Faced with much uncertainty at the start of a machine learning (ML) project, tech gurus Emmanuel Ameisen of Insight Data and Adam Coates of Khosla Ventures advise ML engineers to follow an ML Engineering Loop that will cycle through phases of analysis, approach selection, implementation, and measurement. By doing this, Amiesen and Coates say engineers can rapidly discover the best models and respond quickly to changes in parameters.
The earliest solutions do not need to be perfect or elegant immediately. At the outset, it just needs to be simple and quickly testable. This allows ML teams to advance more quickly, narrow the field of available solutions, and cut through the uncertainty. Further iterations of the ML Engineering Loop will not only refine the solution but will also keep the project on track when the inevitable setbacks take place.
For a lengthier exposition on the ML Engineering Loop, here is a short excerpt and a link to the article in Insight:
Success for an ML team often means delivering a highly performing model within given constraints — for example, one that achieves high prediction accuracy, while subject to constraints on memory usage, inference time, and fairness. Performance is defined by whichever metric is most relevant to the success of your end product, whether that be accuracy, speed, diversity of outputs, etc.
When you are just starting to scope out a new project, you should accurately define success criteria, which you will then translate to model metrics. In product terms, what level of performance would a service need to be useful?

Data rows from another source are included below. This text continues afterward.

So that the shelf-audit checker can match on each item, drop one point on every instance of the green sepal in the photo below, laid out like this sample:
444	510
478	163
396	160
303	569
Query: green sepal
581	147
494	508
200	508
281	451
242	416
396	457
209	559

The purpose of the ML Engineering Loop is to put a rote mental framework around the development process, simplifying the decision making process to focus exclusively on the most important next steps. As practitioners progress in experience, the process becomes second nature and growing expertise enables rapid shifts between analysis and implementation without hesitation. That said, this framework is still immensely valuable for even the most experienced engineers when uncertainty increases — for example, when a model unexpectedly fails to meet requirements, when the teams’ goals are suddenly altered (e.g., the test set is changed to reflect changes in product needs), or as team progress stalls just short of the goal.